3. Nougué H, Le Maho AL, Boudiaf M, Blancal JP, Gayat E, Le Dorze M, et al. Clinical and imaging factors associated with severe complications of cervical necrotizing fasciitis. Intensive Care Med 2015;41(7):1256-63.
4. SPILF et SFD. Conférence de consensus. Érysipèle et fasciite nécrosante : prise en charge. Med Mal Inf 2000;30:241-5.
5. Thy M, Tanaka S, Tran-Dinh A, Ribeiro L, Lortat-Jacob B, Donadio J, et al. Dynamic changes in microbial composition during necrotizing soft-tissue infections in ICU patients. Front Med 2021;7:609497.

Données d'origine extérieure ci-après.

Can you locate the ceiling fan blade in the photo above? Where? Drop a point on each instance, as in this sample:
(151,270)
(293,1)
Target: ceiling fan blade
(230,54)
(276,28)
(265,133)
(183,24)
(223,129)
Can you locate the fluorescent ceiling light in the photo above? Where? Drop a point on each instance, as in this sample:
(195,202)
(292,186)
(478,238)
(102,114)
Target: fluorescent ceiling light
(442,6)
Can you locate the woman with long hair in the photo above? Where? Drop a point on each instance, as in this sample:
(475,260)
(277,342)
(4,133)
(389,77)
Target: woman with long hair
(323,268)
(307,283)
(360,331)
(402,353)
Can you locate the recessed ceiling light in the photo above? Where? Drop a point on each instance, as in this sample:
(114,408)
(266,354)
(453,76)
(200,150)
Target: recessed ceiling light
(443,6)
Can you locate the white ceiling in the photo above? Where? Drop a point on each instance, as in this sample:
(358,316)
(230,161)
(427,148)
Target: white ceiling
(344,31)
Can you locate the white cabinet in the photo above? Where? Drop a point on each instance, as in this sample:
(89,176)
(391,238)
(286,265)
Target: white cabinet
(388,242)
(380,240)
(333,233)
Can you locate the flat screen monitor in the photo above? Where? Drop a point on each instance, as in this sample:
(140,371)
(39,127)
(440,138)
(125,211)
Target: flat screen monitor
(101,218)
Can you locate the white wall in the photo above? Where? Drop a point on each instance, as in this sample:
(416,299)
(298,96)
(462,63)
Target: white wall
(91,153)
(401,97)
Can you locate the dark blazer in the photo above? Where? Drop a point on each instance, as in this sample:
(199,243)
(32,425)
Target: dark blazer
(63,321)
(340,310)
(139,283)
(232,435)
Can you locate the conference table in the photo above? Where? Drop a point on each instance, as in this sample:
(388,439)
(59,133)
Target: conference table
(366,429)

6. Mongereau M, Hua C, Urbina T, Woerther PL, Pelegrin T, de Angelis N, et al. Abdominoperineal necrotizing soft tissue infection: A single-center retrospective study of 61 patients including short- and medium-term source of infection check. J Eur Acad Dermatol Venereol 2022;online.
7. Eke N. Fournier’s gangrene: A review of 1726 cases. British Journal of Surgery 2002;87(6):718-28.
8. Erickson BA, Miller AC, Warner HL, Drobish JN, Koeneman SH, Cavanaugh JE, et al. Understanding the prodrome of necrotizing soft tissue infections of the genitalia (Fournier’s gangrene) and the incidence, duration, and risk factors associated with potential missed opportunities for an earlier diagnosis: A population-based longitudinal study. J Urol 2022;10:1097.
9. Madsen MB, Skrede S, Perner A, Arnell P, Nekludov M, Bruun T, et al. Patient’s characteristics and outcomes in necrotizing soft-tissue infections: Results from a Scandinavian, multicentre, prospective cohort study. Intensive Care Med 2019;45(9):1241-51.
10. Tang LM, Su YJ, Lai YC. The evaluation of microbiology and prognosis of Fournier’s gangrene in past five years. SpringerPlus 2015;4(1):14.
11. Urbina T, Canoui-Poitrine F, Hua C, Layese R, Alves A, Ouedraogo R, et al. Long-term quality of life in necrotizing soft-tissue infection survivors: A monocentric prospective cohort study. Ann Intensive Care 2021;11(1):102.